Step 1: Let \( x = \tan \theta \). Then \( \theta = \tan^{-1} x \) Substitute in the given equation: \[ \tan^{-1} x = \tan^{-1}(2x) - \frac{1}{2} \sin^{-1} \left( \frac{6x}{9 + x^2} \right) \] 
Step 2: Apply \( \tan^{-1} x = \theta \Rightarrow x = \tan \theta \) and the domain restriction \( \theta \in (-\frac{\pi}{2}, \frac{\pi}{2}) \Rightarrow x \in \mathbb{R} \) We rewrite the equation: \[ \tan^{-1} x = \tan^{-1}(2x) - \frac{1}{2} \sin^{-1} \left( \frac{6x}{9 + x^2} \right) \] 
Step 3: Define LHS = RHS and analyze the function: Let \[ f(x) = \tan^{-1} x - \tan^{-1}(2x) + \frac{1}{2} \sin^{-1} \left( \frac{6x}{9 + x^2} \right) \] We want to solve \( f(x) = 0 \) 

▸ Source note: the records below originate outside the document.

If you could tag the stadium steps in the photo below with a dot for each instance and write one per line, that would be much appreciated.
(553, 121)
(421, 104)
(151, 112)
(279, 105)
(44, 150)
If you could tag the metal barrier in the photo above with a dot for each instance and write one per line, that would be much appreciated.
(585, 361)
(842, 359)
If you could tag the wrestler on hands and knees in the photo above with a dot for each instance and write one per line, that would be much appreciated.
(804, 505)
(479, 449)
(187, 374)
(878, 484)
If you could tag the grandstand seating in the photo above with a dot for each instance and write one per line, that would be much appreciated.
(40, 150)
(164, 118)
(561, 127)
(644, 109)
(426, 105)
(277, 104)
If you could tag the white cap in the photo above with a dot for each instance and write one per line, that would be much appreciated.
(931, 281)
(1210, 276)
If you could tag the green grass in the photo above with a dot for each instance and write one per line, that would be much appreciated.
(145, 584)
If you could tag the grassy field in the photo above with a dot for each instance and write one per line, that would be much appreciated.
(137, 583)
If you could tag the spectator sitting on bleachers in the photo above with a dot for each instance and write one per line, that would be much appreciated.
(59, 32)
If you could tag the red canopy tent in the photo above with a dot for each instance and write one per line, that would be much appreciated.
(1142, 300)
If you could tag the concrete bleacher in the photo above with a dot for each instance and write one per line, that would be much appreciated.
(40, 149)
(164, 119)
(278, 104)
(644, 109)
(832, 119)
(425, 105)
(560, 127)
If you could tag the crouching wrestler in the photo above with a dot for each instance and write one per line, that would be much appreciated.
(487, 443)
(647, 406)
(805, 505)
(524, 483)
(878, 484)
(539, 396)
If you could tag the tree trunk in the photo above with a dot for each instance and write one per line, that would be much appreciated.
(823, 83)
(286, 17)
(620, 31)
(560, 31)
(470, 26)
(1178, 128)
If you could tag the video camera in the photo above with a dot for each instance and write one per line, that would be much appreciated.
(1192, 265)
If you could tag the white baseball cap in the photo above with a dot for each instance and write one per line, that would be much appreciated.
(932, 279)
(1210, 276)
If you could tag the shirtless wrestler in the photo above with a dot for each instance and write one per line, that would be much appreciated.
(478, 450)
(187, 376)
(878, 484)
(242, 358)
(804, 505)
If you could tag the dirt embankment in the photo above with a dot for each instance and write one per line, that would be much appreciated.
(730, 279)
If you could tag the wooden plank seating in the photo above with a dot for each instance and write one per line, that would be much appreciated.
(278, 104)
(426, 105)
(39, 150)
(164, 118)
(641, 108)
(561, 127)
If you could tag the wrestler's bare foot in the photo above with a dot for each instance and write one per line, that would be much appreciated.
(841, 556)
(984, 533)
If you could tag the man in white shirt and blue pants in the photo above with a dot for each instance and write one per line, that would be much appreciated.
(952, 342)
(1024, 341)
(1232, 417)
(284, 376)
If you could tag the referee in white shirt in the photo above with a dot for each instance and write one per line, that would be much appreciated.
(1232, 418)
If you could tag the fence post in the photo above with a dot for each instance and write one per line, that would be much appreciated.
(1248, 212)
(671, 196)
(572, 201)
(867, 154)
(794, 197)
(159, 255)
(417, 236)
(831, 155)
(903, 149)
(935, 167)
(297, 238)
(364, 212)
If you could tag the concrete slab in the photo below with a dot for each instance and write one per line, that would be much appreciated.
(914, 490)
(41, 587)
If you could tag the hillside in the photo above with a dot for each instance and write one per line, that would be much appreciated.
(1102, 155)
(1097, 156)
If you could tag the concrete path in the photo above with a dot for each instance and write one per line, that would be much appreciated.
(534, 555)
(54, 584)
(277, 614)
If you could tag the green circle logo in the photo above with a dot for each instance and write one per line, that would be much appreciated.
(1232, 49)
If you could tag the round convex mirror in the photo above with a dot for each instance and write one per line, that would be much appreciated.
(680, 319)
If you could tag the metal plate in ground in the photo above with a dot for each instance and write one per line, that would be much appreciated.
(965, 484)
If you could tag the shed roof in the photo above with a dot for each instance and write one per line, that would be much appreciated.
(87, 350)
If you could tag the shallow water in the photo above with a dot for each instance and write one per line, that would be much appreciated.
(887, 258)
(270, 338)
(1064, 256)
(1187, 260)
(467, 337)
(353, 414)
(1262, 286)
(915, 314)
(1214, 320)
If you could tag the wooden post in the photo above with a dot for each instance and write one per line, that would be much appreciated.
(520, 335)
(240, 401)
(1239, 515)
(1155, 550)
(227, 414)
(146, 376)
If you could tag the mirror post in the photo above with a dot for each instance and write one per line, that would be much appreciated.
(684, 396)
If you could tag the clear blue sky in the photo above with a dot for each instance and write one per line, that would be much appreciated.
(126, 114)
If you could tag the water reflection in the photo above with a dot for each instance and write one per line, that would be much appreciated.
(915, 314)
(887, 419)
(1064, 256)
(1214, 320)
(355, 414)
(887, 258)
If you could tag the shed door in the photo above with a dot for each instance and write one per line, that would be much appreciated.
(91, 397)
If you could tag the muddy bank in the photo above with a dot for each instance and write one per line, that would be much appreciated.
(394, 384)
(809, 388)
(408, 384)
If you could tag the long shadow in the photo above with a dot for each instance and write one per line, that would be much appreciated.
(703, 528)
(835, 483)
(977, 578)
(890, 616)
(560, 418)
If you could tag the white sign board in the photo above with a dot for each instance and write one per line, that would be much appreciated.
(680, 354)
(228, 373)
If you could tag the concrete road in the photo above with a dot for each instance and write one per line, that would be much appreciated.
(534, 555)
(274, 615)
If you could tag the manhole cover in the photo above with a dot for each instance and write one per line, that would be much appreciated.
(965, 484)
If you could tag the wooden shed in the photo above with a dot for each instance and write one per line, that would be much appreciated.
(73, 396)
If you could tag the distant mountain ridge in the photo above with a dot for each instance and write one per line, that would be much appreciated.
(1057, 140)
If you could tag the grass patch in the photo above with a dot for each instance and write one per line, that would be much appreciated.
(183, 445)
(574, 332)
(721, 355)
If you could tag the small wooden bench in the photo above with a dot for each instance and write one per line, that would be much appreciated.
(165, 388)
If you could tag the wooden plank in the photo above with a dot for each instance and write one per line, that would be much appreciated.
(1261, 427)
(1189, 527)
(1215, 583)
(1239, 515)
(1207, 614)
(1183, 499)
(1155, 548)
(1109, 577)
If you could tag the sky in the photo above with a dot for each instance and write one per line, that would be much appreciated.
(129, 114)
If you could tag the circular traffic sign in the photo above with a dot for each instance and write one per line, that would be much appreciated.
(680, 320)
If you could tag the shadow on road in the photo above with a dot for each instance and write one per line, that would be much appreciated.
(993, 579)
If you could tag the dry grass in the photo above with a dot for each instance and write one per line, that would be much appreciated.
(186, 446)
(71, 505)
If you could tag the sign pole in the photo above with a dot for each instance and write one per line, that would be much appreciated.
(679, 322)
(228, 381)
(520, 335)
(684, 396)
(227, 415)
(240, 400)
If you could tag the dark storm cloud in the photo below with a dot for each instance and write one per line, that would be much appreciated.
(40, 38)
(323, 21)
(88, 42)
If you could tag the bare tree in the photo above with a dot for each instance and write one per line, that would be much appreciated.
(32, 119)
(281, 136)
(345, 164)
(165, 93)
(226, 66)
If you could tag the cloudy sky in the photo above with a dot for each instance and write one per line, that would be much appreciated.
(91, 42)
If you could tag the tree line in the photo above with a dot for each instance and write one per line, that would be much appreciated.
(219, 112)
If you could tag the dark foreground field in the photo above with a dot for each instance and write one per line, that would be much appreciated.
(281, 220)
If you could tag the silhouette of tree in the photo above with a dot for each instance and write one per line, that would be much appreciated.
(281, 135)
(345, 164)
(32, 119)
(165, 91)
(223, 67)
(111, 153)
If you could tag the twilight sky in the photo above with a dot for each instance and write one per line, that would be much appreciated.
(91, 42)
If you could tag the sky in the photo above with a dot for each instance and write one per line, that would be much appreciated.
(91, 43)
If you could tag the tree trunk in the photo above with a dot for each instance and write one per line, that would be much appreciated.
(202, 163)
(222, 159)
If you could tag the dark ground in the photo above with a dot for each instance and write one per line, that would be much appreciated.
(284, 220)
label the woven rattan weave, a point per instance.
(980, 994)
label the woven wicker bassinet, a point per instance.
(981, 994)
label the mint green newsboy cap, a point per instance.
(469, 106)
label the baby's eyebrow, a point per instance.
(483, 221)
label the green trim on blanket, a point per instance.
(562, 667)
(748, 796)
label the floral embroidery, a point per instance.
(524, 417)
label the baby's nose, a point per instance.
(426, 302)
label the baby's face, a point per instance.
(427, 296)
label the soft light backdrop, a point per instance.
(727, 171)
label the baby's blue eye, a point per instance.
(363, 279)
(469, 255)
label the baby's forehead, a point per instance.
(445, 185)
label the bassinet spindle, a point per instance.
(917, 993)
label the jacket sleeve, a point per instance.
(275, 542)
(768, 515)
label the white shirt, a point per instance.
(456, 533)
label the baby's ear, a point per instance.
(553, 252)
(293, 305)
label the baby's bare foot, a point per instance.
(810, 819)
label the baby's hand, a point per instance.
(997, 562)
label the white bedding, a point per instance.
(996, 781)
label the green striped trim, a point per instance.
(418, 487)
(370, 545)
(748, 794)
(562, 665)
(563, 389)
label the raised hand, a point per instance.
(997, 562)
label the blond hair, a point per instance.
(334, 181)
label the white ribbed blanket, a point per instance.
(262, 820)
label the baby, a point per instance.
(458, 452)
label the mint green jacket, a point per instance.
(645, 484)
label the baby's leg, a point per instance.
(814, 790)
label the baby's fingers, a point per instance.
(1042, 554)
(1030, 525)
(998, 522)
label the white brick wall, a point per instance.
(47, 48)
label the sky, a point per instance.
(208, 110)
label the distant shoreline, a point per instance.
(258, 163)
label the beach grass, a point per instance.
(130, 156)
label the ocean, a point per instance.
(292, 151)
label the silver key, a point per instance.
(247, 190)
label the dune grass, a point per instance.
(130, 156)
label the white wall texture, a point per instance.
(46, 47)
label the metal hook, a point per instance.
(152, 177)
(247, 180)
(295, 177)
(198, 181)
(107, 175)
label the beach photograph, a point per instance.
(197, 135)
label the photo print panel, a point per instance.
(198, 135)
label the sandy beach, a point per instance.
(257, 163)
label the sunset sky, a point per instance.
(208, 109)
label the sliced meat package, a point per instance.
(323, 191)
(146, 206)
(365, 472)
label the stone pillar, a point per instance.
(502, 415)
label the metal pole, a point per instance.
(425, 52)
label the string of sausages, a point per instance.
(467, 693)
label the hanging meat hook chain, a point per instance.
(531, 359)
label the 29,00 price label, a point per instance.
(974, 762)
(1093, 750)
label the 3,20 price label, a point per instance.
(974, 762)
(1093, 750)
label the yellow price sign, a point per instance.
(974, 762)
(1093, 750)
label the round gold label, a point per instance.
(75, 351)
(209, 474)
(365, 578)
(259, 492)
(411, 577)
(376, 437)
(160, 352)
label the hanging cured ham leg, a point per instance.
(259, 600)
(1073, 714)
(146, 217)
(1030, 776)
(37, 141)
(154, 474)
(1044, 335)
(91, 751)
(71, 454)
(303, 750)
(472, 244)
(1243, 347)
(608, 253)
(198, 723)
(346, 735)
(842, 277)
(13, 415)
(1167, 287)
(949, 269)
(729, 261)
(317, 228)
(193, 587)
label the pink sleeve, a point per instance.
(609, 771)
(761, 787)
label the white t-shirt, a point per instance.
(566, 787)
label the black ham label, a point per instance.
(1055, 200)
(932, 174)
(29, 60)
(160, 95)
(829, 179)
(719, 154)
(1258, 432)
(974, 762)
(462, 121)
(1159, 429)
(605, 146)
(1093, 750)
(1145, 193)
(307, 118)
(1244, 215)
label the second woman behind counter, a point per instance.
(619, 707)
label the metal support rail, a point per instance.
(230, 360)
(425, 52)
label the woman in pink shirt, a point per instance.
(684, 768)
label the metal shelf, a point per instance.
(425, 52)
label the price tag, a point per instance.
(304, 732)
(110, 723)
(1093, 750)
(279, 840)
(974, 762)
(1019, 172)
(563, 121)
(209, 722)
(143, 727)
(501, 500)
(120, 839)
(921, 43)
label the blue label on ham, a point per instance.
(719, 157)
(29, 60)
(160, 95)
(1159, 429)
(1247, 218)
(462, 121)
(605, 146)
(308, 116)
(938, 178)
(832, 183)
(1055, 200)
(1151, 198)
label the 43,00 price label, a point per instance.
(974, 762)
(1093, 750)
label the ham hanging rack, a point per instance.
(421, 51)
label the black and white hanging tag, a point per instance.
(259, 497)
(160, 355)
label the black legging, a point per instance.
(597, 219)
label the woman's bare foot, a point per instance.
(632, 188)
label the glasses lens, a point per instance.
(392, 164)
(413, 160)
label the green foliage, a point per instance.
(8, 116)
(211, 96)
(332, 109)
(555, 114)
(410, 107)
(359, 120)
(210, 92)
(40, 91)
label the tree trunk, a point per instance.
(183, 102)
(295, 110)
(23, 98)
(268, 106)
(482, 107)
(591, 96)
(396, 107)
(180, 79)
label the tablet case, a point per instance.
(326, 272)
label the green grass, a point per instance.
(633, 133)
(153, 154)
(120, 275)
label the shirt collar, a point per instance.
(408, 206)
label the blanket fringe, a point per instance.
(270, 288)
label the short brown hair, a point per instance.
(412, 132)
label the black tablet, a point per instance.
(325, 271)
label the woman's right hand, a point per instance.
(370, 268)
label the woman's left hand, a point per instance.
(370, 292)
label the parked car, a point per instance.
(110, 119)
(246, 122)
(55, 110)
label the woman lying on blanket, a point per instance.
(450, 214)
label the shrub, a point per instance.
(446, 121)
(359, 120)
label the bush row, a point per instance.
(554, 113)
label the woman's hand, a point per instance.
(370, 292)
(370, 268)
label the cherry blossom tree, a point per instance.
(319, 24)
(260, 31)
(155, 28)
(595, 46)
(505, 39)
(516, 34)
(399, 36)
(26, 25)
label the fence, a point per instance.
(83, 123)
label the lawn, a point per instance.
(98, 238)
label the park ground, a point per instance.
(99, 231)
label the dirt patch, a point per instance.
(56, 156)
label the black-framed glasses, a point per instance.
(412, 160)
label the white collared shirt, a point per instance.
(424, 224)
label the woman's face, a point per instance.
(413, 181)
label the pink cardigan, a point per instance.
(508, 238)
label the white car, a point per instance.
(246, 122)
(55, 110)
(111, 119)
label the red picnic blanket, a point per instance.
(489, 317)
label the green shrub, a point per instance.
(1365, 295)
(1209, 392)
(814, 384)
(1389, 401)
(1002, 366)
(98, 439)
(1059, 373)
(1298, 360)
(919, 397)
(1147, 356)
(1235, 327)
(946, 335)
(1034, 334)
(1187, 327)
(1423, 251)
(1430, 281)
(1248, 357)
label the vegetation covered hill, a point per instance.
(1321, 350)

Step 4: Observe that \[ \tan^{-1} x - \tan^{-1}(2x) = \tan^{-1} \left( \frac{x - 2x}{1 + 2x^2} \right) = \tan^{-1} \left( \frac{-x}{1 + 2x^2} \right) \] So, \[ f(x) = \tan^{-1} \left( \frac{-x}{1 + 2x^2} \right) + \frac{1}{2} \sin^{-1} \left( \frac{6x}{9 + x^2} \right) \] Step 5: Let us analyze \( f(x) = 0 \Rightarrow \) \[ \tan^{-1} \left( \frac{-x}{1 + 2x^2} \right) = -\frac{1}{2} \sin^{-1} \left( \frac{6x}{9 + x^2} \right) \] So define a function: \[ g(x) = \tan^{-1} \left( \frac{-x}{1 + 2x^2} \right) + \frac{1}{2} \sin^{-1} \left( \frac{6x}{9 + x^2} \right) \] We now find the number of real solutions of \( g(x) = 0 \) 
Step 6: Graphical/Monotonicity Analysis (or plotting): Using symmetry and bounds: - \( \left| \frac{-x}{1 + 2x^2} \right| \leq \frac{1}{2\sqrt{2}} \Rightarrow \tan^{-1} \text{ bounded} \) - \( \left| \frac{6x}{9 + x^2} \right| \leq 1 \Rightarrow \sin^{-1} \text{ defined} \)
Graphing \( g(x) \) shows that it crosses the x-axis three times. So, the number of real solutions is 3.